Our systematic review found insufficient data to support or refute the role of gentamicin in the treatment of gonorrhoea infections. Five studies of single-dose intramuscular gentamicin for the treatment of uncomplicated gonococcal urethritis in men met inclusion criteria and reported cure rates of 62% to 98%. The probability of cure was comparable between gentamicin and comparator antibiotics.

A separate systematic review assessing the effectiveness of gentamicin for uncomplicated urogenital gonorrhoea infection has recently been published [37] and reported a pooled percentage with negative culture after single-dose gentamicin of 91.5% (95% CI 88% to 94%). It included three studies of which only two met our inclusion criteria due to methodological differences [36]. Firstly, Dowell and Kirkcaldy included studies with historical controls and single-arm case series. Secondly, they included studies in which gentamicin was given as part of a treatment regimen in combination with other antibiotics. Thirdly, their definition of gonorrhoea was limited to participants with uncomplicated urogenital infection and diagnosis was restricted to urethral or cervical culture at the time of treatment and follow-up.

Our data supports the conclusion that gentamicin may not achieve the 95% cure rate recommended by the World Health Organization for empirical therapy. However, the risk of bias within available studies limits any firm conclusions being drawn and a potential role for gentamicin as an alternative or adjunctive agent remains and merits evaluation in randomised trials. Preliminary data from an American study examining the effectiveness of gentamicin with azithromycin recently suggested high efficacy (202/202 negative culture at 10–17 days post treatment) but poor tolerability of this regimen (27.7% reporting nausea and 47% any gastrointestinal disturbance) [38]. Also, this study did not determine the efficacy of the individual antibiotics, or efficacy of gentamicin for extra-genital infections, and further randomised control trials incorporating currently recommended antibiotic regimens, comparing different gentamicin doses and correlating in vitro gentamicin susceptibilities to clinical response are needed.

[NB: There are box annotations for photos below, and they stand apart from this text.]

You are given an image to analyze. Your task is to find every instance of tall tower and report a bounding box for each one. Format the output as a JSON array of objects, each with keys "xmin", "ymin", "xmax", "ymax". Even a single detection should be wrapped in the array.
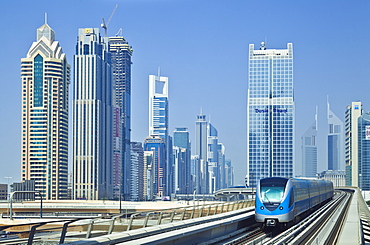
[
  {"xmin": 345, "ymin": 101, "xmax": 363, "ymax": 187},
  {"xmin": 173, "ymin": 128, "xmax": 194, "ymax": 194},
  {"xmin": 194, "ymin": 111, "xmax": 209, "ymax": 194},
  {"xmin": 21, "ymin": 23, "xmax": 70, "ymax": 200},
  {"xmin": 301, "ymin": 110, "xmax": 317, "ymax": 178},
  {"xmin": 358, "ymin": 112, "xmax": 370, "ymax": 191},
  {"xmin": 73, "ymin": 28, "xmax": 113, "ymax": 200},
  {"xmin": 149, "ymin": 74, "xmax": 168, "ymax": 142},
  {"xmin": 247, "ymin": 43, "xmax": 295, "ymax": 187},
  {"xmin": 328, "ymin": 99, "xmax": 344, "ymax": 170},
  {"xmin": 109, "ymin": 36, "xmax": 133, "ymax": 199}
]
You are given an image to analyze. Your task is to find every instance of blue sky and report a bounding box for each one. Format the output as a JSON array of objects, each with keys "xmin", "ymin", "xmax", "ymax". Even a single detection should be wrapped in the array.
[{"xmin": 0, "ymin": 0, "xmax": 370, "ymax": 184}]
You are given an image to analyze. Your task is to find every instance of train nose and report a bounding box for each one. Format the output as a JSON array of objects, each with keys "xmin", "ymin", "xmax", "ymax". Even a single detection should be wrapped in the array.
[{"xmin": 266, "ymin": 219, "xmax": 276, "ymax": 226}]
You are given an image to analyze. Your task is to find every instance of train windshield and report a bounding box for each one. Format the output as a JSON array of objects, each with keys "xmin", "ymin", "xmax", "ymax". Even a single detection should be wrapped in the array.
[{"xmin": 260, "ymin": 178, "xmax": 288, "ymax": 203}]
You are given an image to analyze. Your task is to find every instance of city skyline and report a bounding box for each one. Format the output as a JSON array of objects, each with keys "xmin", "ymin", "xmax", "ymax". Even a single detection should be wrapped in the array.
[{"xmin": 0, "ymin": 1, "xmax": 370, "ymax": 183}]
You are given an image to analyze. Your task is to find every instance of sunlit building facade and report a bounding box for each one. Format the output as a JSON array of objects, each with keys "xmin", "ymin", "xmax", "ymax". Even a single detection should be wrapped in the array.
[
  {"xmin": 73, "ymin": 28, "xmax": 113, "ymax": 200},
  {"xmin": 109, "ymin": 36, "xmax": 133, "ymax": 200},
  {"xmin": 247, "ymin": 43, "xmax": 295, "ymax": 187},
  {"xmin": 345, "ymin": 101, "xmax": 363, "ymax": 187},
  {"xmin": 21, "ymin": 23, "xmax": 70, "ymax": 200},
  {"xmin": 301, "ymin": 112, "xmax": 317, "ymax": 178},
  {"xmin": 328, "ymin": 102, "xmax": 344, "ymax": 170}
]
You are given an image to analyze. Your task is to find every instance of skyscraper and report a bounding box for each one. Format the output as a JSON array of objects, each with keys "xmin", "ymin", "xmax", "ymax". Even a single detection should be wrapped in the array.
[
  {"xmin": 109, "ymin": 36, "xmax": 133, "ymax": 199},
  {"xmin": 173, "ymin": 128, "xmax": 194, "ymax": 194},
  {"xmin": 207, "ymin": 123, "xmax": 220, "ymax": 193},
  {"xmin": 358, "ymin": 112, "xmax": 370, "ymax": 191},
  {"xmin": 21, "ymin": 23, "xmax": 70, "ymax": 200},
  {"xmin": 73, "ymin": 28, "xmax": 113, "ymax": 200},
  {"xmin": 194, "ymin": 111, "xmax": 209, "ymax": 194},
  {"xmin": 247, "ymin": 43, "xmax": 295, "ymax": 187},
  {"xmin": 345, "ymin": 101, "xmax": 363, "ymax": 187},
  {"xmin": 149, "ymin": 74, "xmax": 168, "ymax": 142},
  {"xmin": 328, "ymin": 99, "xmax": 344, "ymax": 170},
  {"xmin": 144, "ymin": 135, "xmax": 167, "ymax": 198},
  {"xmin": 301, "ymin": 111, "xmax": 317, "ymax": 177}
]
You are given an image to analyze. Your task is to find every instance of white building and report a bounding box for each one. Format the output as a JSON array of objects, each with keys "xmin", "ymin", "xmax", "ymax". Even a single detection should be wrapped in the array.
[
  {"xmin": 21, "ymin": 23, "xmax": 70, "ymax": 200},
  {"xmin": 73, "ymin": 28, "xmax": 113, "ymax": 200}
]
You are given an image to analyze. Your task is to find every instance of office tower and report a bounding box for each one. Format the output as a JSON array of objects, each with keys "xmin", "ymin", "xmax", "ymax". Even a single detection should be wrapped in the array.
[
  {"xmin": 358, "ymin": 112, "xmax": 370, "ymax": 191},
  {"xmin": 328, "ymin": 99, "xmax": 344, "ymax": 170},
  {"xmin": 247, "ymin": 42, "xmax": 295, "ymax": 187},
  {"xmin": 190, "ymin": 155, "xmax": 202, "ymax": 193},
  {"xmin": 128, "ymin": 142, "xmax": 145, "ymax": 201},
  {"xmin": 143, "ymin": 151, "xmax": 154, "ymax": 201},
  {"xmin": 345, "ymin": 101, "xmax": 363, "ymax": 187},
  {"xmin": 225, "ymin": 159, "xmax": 234, "ymax": 187},
  {"xmin": 21, "ymin": 23, "xmax": 70, "ymax": 200},
  {"xmin": 109, "ymin": 36, "xmax": 133, "ymax": 200},
  {"xmin": 217, "ymin": 143, "xmax": 227, "ymax": 189},
  {"xmin": 149, "ymin": 75, "xmax": 168, "ymax": 142},
  {"xmin": 301, "ymin": 109, "xmax": 317, "ymax": 178},
  {"xmin": 73, "ymin": 28, "xmax": 113, "ymax": 200},
  {"xmin": 207, "ymin": 123, "xmax": 220, "ymax": 193},
  {"xmin": 195, "ymin": 111, "xmax": 209, "ymax": 194},
  {"xmin": 173, "ymin": 128, "xmax": 194, "ymax": 194},
  {"xmin": 144, "ymin": 135, "xmax": 167, "ymax": 198}
]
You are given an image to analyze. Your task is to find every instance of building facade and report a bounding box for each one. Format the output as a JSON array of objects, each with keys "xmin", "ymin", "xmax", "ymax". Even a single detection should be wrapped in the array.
[
  {"xmin": 128, "ymin": 142, "xmax": 146, "ymax": 201},
  {"xmin": 301, "ymin": 111, "xmax": 317, "ymax": 178},
  {"xmin": 345, "ymin": 101, "xmax": 363, "ymax": 187},
  {"xmin": 144, "ymin": 135, "xmax": 167, "ymax": 199},
  {"xmin": 247, "ymin": 43, "xmax": 295, "ymax": 187},
  {"xmin": 195, "ymin": 112, "xmax": 209, "ymax": 194},
  {"xmin": 73, "ymin": 28, "xmax": 113, "ymax": 200},
  {"xmin": 21, "ymin": 23, "xmax": 70, "ymax": 200},
  {"xmin": 109, "ymin": 36, "xmax": 133, "ymax": 200},
  {"xmin": 173, "ymin": 128, "xmax": 194, "ymax": 194},
  {"xmin": 328, "ymin": 102, "xmax": 344, "ymax": 170}
]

A comprehensive review of the literature was performed with all relevant identified articles obtained and translated. Few studies met the inclusion criteria with limited numbers of patients receiving single-dose intramuscular gentamicin. The five studies included for data extraction were performed in Malawi, Zambia, Egypt, Korea and Saudi Arabia, and their findings may not be applicable to other settings where first-line treatment regimens and gentamicin susceptibility may differ. No studies of genital infection in women or non-genital gonorrhoea infection were identified by the search strategy, and the findings cannot be extrapolated to these groups.

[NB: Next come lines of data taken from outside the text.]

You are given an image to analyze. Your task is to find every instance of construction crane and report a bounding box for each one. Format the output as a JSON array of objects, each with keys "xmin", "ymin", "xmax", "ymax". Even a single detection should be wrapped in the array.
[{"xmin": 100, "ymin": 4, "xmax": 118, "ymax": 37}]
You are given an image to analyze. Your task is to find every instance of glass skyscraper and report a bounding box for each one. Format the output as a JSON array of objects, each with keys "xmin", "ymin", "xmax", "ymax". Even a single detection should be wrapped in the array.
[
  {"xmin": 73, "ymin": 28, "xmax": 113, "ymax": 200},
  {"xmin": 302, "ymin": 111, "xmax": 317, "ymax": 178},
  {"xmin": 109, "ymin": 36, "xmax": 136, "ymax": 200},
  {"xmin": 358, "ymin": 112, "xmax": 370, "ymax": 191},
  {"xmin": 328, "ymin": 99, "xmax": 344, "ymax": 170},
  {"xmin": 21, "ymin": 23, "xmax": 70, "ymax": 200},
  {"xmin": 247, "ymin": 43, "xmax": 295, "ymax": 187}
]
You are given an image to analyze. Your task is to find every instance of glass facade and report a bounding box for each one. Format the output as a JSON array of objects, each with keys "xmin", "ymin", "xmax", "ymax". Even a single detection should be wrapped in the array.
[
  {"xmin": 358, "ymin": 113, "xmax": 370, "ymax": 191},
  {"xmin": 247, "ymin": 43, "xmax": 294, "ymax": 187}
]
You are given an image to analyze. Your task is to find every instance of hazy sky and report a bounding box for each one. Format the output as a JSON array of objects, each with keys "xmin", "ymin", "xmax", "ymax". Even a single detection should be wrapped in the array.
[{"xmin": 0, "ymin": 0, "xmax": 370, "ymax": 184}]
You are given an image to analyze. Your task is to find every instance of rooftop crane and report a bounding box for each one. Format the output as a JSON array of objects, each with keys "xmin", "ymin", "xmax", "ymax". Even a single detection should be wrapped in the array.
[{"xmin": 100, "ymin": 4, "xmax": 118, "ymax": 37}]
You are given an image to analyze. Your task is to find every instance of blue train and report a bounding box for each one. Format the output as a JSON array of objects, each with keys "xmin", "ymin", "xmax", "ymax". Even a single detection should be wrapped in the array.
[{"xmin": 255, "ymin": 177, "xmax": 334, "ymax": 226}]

Quality of included studies

Two of the identified studies were very small with 20 [35] and 30 [33] patients receiving gentamicin. The comparator antibiotic varied across the included studies, and all were suboptimal when compared to current UK management guidelines. Two studies were described as randomised control trials, but none adequately described their method of generating a random allocation sequence, method of concealment or blinding to the allocation schedule. In addition, differences in definition of gonococcal infection, gentamicin dosing, comparator antibiotic, evaluation of re-infection and definition and timing of cure meant that it was inappropriate to pool data for meta-analysis.

Conclusions

Based on current evidence, there are insufficient data to support or reject a recommendation for inclusion of single-dose gentamicin as a first-line agent in the treatment of uncomplicated gonorrhoea infection. Further high-quality RCTs incorporating currently recommended antibiotic regimens with laboratory measurement of gentamicin MIC are needed to inform a change in clinical practice.